The watermelon never did sprout again, after being replanted from the first “eaten off at the stalk” episode.

The corn is over all just kind of runty. Only bout half the plants came up, and only about half of them even tried to grow an ear of corn.


This is my carrot garden.

Yeah, what’s that… two carrots? And they just recently came up – weeks and weeks later than expected, and hiding under the marigolds.

Next to this area you can see is a big (for my garden) expanse of bare earth, full of carrot seeds that didn’t.

I have no idea what to make of that, either.

The strawberry plants are healthy, but of course no longer producing – and what they did produce the ants ate before we could.
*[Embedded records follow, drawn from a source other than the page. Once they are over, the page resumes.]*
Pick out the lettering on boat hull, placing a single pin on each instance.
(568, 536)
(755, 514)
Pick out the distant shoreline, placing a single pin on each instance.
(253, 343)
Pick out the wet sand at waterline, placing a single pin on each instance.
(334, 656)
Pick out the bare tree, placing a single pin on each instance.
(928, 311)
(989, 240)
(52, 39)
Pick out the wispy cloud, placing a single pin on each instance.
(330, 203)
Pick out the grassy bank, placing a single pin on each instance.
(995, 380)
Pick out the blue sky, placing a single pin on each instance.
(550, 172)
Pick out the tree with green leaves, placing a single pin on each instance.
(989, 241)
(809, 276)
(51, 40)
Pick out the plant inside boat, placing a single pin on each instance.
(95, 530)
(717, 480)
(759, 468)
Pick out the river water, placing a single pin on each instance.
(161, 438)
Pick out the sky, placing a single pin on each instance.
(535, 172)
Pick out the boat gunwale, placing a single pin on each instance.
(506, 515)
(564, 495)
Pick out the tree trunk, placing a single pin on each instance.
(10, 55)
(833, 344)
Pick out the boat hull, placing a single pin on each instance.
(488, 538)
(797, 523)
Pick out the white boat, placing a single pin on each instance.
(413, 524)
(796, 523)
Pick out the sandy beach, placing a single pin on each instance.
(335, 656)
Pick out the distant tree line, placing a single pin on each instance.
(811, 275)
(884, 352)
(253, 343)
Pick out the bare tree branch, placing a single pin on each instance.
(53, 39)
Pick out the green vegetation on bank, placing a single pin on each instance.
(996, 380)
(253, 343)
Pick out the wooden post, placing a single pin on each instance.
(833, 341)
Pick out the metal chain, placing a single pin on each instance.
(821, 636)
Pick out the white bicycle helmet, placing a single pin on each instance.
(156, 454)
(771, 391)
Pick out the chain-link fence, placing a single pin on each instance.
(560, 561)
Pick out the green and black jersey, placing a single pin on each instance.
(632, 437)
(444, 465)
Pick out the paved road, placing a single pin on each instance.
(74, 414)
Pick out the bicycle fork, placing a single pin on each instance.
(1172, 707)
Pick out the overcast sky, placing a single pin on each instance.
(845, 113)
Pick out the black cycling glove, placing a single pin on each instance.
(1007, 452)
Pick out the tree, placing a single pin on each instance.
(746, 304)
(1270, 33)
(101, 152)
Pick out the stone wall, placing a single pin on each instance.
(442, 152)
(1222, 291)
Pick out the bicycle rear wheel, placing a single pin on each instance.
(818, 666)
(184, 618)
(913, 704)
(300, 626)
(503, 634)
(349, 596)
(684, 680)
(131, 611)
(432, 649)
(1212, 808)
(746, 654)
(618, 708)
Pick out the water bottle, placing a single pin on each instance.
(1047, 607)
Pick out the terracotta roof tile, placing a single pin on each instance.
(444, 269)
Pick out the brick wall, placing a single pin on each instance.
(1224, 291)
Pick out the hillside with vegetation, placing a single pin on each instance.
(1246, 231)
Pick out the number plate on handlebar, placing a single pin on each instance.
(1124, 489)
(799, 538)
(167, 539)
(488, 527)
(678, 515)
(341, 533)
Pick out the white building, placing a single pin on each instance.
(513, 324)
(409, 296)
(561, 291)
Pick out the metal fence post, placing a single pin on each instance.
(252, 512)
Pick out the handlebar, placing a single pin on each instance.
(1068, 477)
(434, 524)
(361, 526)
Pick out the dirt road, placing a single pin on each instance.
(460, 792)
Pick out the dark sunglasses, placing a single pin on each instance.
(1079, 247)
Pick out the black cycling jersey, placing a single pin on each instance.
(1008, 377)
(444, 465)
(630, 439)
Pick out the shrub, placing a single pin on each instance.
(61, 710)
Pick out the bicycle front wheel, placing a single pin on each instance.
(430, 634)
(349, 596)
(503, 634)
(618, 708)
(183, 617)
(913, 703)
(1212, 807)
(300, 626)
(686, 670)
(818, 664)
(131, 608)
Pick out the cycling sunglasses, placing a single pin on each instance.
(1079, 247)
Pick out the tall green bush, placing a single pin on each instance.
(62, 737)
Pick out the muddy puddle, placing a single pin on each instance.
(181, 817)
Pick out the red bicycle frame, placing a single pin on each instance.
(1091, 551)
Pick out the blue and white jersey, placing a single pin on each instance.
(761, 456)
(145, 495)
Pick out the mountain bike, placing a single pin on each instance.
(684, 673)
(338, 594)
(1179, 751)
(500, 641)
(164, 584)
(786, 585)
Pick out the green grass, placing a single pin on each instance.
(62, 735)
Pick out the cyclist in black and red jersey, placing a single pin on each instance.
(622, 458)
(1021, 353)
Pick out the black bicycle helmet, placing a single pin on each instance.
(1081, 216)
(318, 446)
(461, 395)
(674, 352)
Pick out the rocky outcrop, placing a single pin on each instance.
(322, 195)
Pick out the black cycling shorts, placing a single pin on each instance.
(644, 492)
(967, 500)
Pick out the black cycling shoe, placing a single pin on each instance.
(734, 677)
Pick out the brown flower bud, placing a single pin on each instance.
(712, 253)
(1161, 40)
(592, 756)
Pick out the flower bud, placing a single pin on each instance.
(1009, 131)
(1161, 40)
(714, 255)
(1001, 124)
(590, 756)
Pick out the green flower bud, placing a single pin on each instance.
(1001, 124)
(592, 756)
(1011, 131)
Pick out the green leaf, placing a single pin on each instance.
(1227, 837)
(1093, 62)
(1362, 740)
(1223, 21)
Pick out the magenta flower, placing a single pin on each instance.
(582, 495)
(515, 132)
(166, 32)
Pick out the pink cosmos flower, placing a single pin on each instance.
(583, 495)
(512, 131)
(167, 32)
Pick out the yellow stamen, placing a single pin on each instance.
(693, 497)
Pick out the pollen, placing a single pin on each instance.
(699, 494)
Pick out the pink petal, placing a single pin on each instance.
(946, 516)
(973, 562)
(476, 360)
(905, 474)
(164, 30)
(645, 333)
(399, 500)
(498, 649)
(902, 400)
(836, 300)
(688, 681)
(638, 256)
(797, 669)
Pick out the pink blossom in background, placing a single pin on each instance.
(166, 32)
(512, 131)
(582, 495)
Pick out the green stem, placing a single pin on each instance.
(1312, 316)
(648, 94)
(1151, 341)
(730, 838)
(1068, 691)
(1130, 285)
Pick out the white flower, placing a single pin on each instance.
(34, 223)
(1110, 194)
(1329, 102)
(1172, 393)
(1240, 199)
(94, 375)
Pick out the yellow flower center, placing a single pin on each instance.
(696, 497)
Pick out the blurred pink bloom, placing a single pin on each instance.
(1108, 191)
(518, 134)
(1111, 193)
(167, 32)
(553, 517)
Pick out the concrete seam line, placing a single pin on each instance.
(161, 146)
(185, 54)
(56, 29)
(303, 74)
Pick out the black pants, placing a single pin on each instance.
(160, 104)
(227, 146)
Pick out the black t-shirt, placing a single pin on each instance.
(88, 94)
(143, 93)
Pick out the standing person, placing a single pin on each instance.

So, there you have it, my garden.

I know I’m at fault for many of these problems, simply due to getting discouraged and leaving things along too long…

But it’s those other things. It’s frustrating to not understand the problem, or the solution. I couldn’t do any better next year, then!

More fertilizer? Toxic chemicals? Eeew!

I just don’t know…

  4 Responses to “Renewing My Heart for Gardening”

  1. Maybe a trip to Lowes to talk to the ‘garden man/woman’? Or try the local Agriculture office from a local college maybe.

  2. So many of my plants have passed due to the heat this summer.

  3. I was just recently introduced to the “county extension agency of the state university” by a mormon friend and then at a watering workshop. I’ve always been a water daily kinda girl, so I ignore people who water once or twice a week. I’ve learned this year that seeds like to be damp at all times, or they die before sprouting. When I first planted seeds and my transplants into the actual garden, I watered them at least twice a day (sometimes more cuz I was excited to see new growth). I have beans, peas, tomato, cukes, zucchinis and summer squash all in full bloom, but not much happening yet, as we’re only a month into our growing seeason. :) With root crops like carrots, beets and radishes, wait until you can see their tops. I’ve harvested about 30 peas over the last month, and a dozen radishes (some I even tried roasting). Don’t give up. Be persistent and be thrilled that you’re learning and you’ve gotten a little stuff out of the garden. Wait a few more weeks and plant some lettuce, and other cool-weather crops for the fall. My calendar says plant now because we’ve only got about 10 weeks till a 50% frost (blech!). Good luck!

    • Oops, I never finished that first train of thought… At the county extension agency, there are master gardeners who are experts at gardening in each county. They are happy to offer free advice to people about gardens, lawns, trees, etc. Google the agency in your local county. Mine is only 10 minutes away.